Loading
G-Dragon pilih bermintra dengan label indie Palestina. (Foto Koreaboo)
JAKARTA, ARAHKITA.COM - G-Dragon merilis singel pertamanya POWER setelah tujuh tahun vakum pada tanggal 31 Oktober lalu. Para penggemarnya yang telah lama menunggu momen ini menyambut gembira.
Lagu yang dirilis menuai banyak pujian dari netizen. Namun lebih dari itu, kemitraannya dengan label independen EMPIRE asal Palestina menggemparkan dunia maya dan membuat hati banyak netizen, baik penggemar mau pun bukan penggemar G-Dragon melelh.
POWER dirilis bekerja sama dengan agensi G-Dragon di Korea, Galaxy Corporation, dan EMPIRE.
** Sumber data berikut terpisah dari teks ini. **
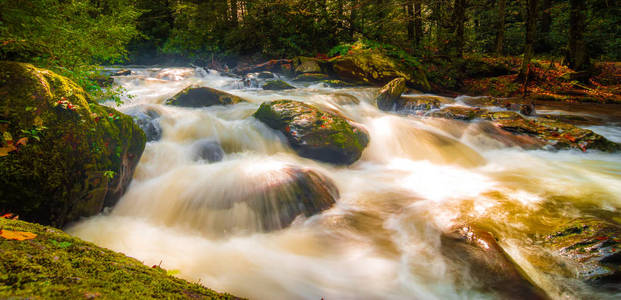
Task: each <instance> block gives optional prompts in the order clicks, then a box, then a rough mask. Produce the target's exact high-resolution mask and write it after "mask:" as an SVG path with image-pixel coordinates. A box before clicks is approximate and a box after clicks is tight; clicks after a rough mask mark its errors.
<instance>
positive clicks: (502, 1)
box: [496, 0, 507, 55]
mask: <svg viewBox="0 0 621 300" xmlns="http://www.w3.org/2000/svg"><path fill="white" fill-rule="evenodd" d="M506 5H507V1H506V0H498V23H497V24H496V28H497V29H498V31H497V32H496V55H502V53H503V43H504V40H505V7H506Z"/></svg>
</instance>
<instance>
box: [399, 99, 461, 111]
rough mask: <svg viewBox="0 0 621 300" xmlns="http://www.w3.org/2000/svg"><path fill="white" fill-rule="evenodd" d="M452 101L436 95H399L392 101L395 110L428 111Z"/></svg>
mask: <svg viewBox="0 0 621 300" xmlns="http://www.w3.org/2000/svg"><path fill="white" fill-rule="evenodd" d="M453 102H454V101H453V100H451V99H449V98H444V97H438V96H401V97H400V98H399V99H397V100H396V101H395V102H394V105H395V106H394V107H395V110H397V111H429V110H432V109H438V108H440V106H442V105H443V104H450V103H453Z"/></svg>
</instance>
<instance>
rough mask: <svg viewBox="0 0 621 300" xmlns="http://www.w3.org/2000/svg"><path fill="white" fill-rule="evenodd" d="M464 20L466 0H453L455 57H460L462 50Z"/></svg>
mask: <svg viewBox="0 0 621 300" xmlns="http://www.w3.org/2000/svg"><path fill="white" fill-rule="evenodd" d="M465 22H466V0H455V6H454V8H453V24H455V31H454V36H455V42H454V45H455V47H454V50H455V55H456V56H457V57H462V56H463V54H464V53H463V52H464V23H465Z"/></svg>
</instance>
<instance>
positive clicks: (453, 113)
mask: <svg viewBox="0 0 621 300" xmlns="http://www.w3.org/2000/svg"><path fill="white" fill-rule="evenodd" d="M485 112H487V110H485V109H481V108H478V107H469V106H447V107H444V108H442V109H440V110H436V111H432V112H431V113H430V114H429V115H430V116H431V117H435V118H445V119H453V120H462V121H470V120H474V119H475V118H478V117H480V116H481V115H482V114H483V113H485Z"/></svg>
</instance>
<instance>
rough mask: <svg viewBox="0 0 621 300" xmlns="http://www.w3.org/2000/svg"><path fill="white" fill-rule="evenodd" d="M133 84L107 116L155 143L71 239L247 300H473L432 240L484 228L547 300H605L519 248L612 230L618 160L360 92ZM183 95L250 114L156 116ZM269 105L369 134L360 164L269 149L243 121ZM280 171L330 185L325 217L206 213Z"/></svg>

Netizen, dilansir Koreaboo, segera menyadari bahwa EMPIRE dimiliki oleh Ghazi Shami, seorang pengusaha Palestina yang secara konsisten vokal menentang serangan brutal Israel terhadap kehidupan warga Palestina, khususnya di Jalur Gaza.
Tahun lalu, ketika serangan Israel terhadap kehidupan sipil semakin biadab, penggemar K-Pop juga secara vokal mengkritik Zionisme dan pengaruh Zionis yang semakin besar dalam industri tersebut. Mengingat sentimen ini, pilihan G-Dragon untuk menandatangani kontrak dengan EMPIRE telah menarik perhatian yang signifikan. Apalagi sebagai ikon K-Pop, G-Dragon tidak kekurangan pilihan untuk bekerja sama. Jadi, banyak yang merasa bahwa pilihannya untuk bekerja sama dengan Ghazi sangat disengaja.
Penggemar K-Pop di berbagai fandom memuji keputusan G-Dragon untuk berbagi visibilitas dan platformnya dengan pemilik bisnis Palestina yang vokal di tengah lingkungan global yang semakin meningkat di mana suara Palestina menghadapi penolakan.